Las autoridades cerraron dos emisoras de radio a las que no le renovaron las licencias de transmisión, en medio de la tensión generada por las nuevas sanciones estadounidenses contra el gobierno de Nicolás Maduro, que convocó el sábado, y por espacio de dos días, a unos ejercicios militares en respuesta a las supuestas amenazas de Washington.
La Comisión Nacional de Telecomunicaciones (Conatel) ordenó el cese de transmisiones de las emisoras 92.9 FM de Caracas y Mágica 99.1 FM, anunció el viernes por la noche la presidenta de la Cámara de Radio, Enza Carbone, en una comunicación que difundieron medios locales.
Las dos emisoras tenían espacios críticos contra el Gobierno.
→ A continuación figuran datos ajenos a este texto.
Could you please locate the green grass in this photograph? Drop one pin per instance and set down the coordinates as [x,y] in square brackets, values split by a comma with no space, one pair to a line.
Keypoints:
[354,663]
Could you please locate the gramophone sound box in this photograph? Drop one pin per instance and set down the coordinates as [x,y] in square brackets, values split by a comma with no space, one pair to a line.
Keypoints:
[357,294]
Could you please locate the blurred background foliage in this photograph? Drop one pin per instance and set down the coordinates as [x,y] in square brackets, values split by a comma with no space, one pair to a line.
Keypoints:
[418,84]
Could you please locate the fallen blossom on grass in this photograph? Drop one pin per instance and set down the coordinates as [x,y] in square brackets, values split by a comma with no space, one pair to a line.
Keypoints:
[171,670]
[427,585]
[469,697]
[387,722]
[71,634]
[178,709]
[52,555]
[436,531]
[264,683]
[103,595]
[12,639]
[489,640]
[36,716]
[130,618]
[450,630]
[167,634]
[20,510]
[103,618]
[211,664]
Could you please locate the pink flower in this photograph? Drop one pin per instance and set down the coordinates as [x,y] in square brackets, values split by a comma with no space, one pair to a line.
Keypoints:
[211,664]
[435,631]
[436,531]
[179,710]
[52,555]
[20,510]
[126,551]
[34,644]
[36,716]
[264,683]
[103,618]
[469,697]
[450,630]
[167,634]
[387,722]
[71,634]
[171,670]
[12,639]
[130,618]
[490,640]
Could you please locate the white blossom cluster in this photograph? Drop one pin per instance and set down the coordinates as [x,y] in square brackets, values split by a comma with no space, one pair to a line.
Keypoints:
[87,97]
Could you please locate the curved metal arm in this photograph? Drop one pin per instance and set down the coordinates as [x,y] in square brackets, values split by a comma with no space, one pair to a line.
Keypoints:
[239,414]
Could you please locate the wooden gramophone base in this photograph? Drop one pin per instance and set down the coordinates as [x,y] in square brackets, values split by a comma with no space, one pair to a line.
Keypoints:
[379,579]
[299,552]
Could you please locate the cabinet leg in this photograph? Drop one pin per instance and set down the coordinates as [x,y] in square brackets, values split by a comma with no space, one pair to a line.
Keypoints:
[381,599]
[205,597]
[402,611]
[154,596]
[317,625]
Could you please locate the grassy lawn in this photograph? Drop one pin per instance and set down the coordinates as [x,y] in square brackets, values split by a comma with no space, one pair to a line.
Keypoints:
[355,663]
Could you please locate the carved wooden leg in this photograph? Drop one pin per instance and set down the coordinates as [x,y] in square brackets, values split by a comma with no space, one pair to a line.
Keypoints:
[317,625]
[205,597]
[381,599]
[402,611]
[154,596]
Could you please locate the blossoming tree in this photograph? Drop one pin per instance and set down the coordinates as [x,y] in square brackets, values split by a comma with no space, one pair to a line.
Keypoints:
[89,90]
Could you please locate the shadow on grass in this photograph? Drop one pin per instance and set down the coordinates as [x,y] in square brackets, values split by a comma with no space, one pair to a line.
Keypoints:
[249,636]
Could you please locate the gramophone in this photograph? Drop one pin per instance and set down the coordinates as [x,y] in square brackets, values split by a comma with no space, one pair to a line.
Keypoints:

El cierre de las emisoras se debió a que Conatel no les renovó las concesiones, precisó Carbone.
La medida, tomada después de que Conatel ordenó esta semana a las empresas de televisión por suscripción retirar la señal de los canales colombianos Caracol y RCN, generó numerosas críticas.
El Sindicato Nacional de Trabajadores de la Prensa de Venezuela acusó al Gobierno de actuar de manera “arbitraria” y de violar la libertad de expresión.
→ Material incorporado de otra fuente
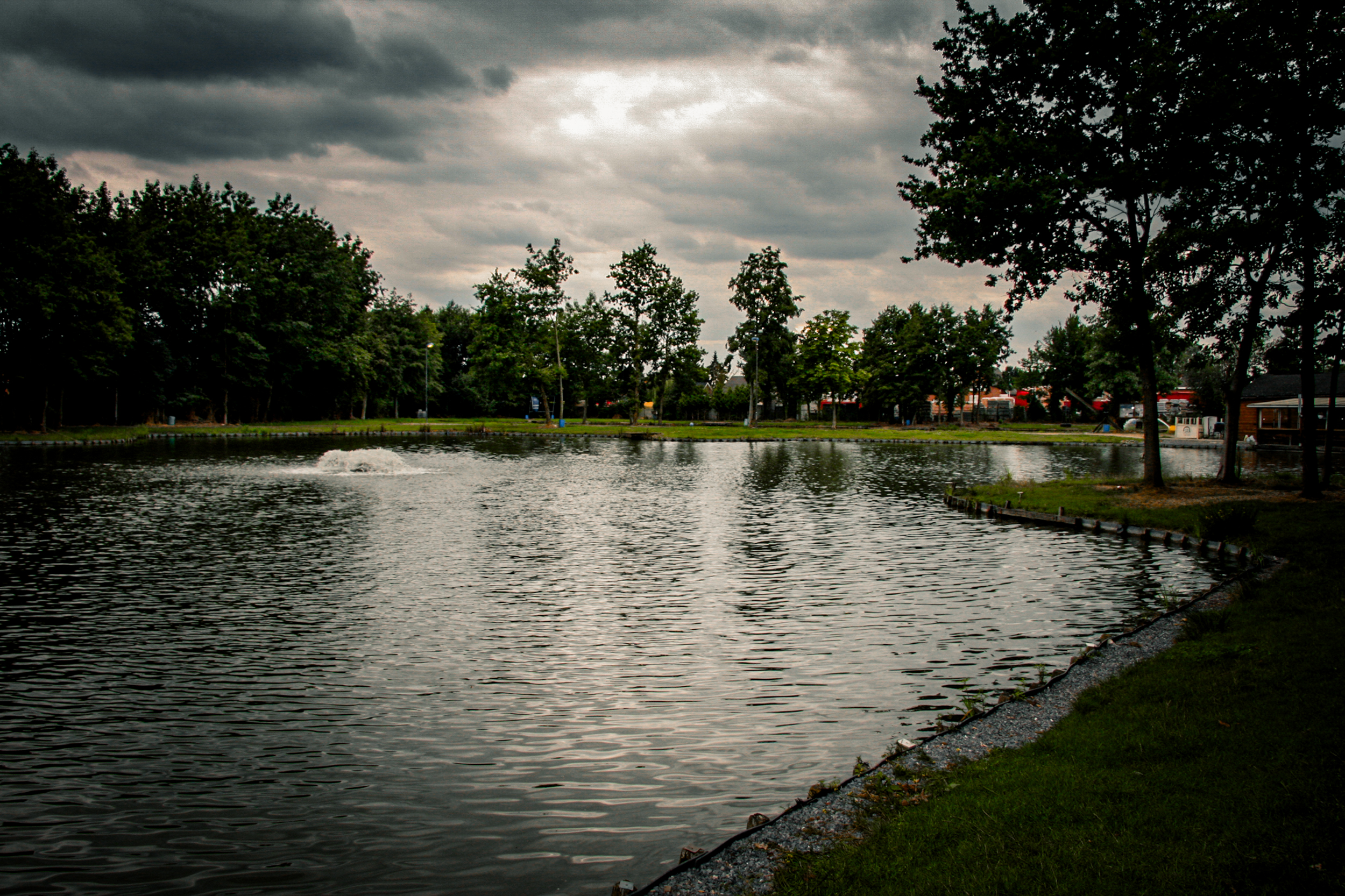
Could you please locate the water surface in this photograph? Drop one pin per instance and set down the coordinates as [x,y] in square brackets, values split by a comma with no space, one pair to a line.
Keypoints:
[513,666]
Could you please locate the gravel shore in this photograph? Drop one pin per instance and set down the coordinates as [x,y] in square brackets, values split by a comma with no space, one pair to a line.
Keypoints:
[748,863]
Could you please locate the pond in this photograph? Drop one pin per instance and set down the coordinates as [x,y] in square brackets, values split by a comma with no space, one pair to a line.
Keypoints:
[498,665]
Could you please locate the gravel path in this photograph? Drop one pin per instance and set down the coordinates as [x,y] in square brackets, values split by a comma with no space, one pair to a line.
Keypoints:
[748,863]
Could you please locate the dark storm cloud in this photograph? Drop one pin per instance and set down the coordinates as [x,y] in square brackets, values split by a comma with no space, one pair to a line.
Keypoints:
[182,124]
[499,77]
[182,39]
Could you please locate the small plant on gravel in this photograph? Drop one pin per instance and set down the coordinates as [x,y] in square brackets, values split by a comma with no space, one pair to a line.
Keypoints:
[824,787]
[1227,521]
[972,704]
[1171,599]
[1203,623]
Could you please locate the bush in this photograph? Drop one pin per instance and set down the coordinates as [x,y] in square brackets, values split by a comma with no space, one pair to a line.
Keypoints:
[1227,521]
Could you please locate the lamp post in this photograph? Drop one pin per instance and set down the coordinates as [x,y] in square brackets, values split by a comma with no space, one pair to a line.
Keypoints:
[428,346]
[756,372]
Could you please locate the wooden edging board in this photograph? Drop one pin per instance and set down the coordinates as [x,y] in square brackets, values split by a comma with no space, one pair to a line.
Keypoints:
[1028,516]
[1090,524]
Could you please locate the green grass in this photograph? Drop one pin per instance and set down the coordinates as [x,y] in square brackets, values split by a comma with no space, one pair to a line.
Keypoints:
[674,430]
[79,433]
[1212,769]
[670,430]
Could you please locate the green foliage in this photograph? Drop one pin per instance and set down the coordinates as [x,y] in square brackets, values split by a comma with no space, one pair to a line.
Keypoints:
[62,318]
[764,342]
[826,358]
[910,354]
[655,325]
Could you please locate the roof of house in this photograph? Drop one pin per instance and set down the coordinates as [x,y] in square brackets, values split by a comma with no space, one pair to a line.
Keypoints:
[1286,387]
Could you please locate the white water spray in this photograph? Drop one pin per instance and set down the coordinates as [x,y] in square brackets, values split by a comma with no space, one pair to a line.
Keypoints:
[362,460]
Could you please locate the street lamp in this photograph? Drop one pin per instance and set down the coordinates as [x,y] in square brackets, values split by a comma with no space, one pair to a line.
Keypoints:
[756,372]
[428,346]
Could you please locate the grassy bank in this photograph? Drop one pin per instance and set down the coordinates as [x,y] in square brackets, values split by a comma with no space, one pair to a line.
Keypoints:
[79,433]
[1212,769]
[671,430]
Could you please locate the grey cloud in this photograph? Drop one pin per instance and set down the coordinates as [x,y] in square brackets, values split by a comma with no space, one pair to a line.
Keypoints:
[499,77]
[790,55]
[409,66]
[210,41]
[182,39]
[174,124]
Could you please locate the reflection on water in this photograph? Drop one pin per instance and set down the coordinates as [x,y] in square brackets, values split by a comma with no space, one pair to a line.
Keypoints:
[539,666]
El gobierno de Maduro enfrenta una compleja crisis que amenaza con acentuarse tras las sanciones que acordó la víspera el presidente Donald Trump para evitar que instituciones financieras tengan nuevos acuerdos con Venezuela.
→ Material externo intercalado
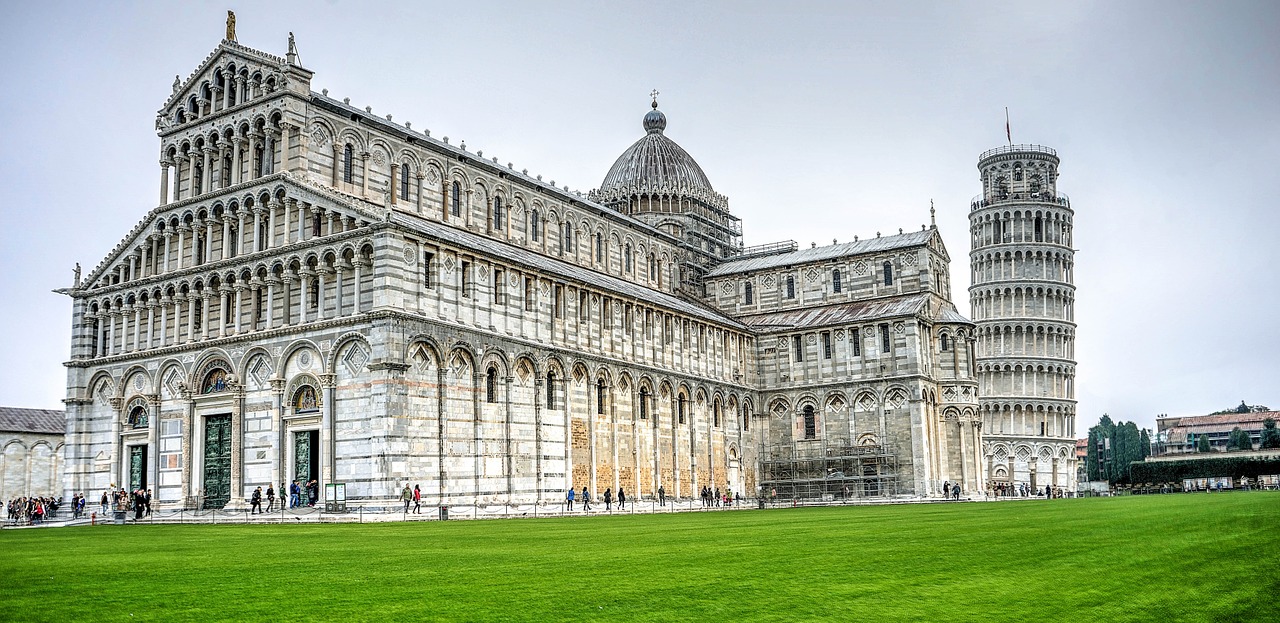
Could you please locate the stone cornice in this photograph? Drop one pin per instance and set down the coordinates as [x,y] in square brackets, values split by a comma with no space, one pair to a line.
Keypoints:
[219,265]
[563,352]
[218,342]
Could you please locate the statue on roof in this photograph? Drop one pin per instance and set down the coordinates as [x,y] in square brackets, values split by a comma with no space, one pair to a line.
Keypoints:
[292,56]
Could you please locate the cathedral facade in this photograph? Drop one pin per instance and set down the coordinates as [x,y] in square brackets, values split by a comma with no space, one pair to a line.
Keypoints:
[323,294]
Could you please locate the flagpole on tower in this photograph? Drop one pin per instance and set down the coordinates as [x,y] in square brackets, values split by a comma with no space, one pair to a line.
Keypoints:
[1008,133]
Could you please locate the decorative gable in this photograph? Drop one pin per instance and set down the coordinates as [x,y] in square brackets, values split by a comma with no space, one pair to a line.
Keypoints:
[229,76]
Las nuevas medidas prohíben transacciones en bonos emitidos por el Gobierno venezolano y la corporación estatal Petróleos de Venezuela S.A. (Pdvsa).
También impiden operaciones con ciertos bonos en poder del sector público y el pago de dividendos al Gobierno por parte de Citgo, la filial estadounidense de Pdvsa.
Maduro admitió que las sanciones también limitarán a Pdvsa para vender el crudo venezolano en el mercado estadounidense.
Venezuela exporta un promedio de 700 mil barriles diarios de crudo al mercado estadounidense, según estimaciones de la Administración de Información de Energía de Estados Unidos, lo que representa cerca de la mitad de las exportaciones petroleras venezolanas y un ingreso anual estimado de 11 mil millones de dólares.
El ministro de Comunicación, Ernesto Villegas, pidió el sábado “comprensión” ante las sanciones estadounidenses, que sostuvo que representan una “declaración de guerra económica”.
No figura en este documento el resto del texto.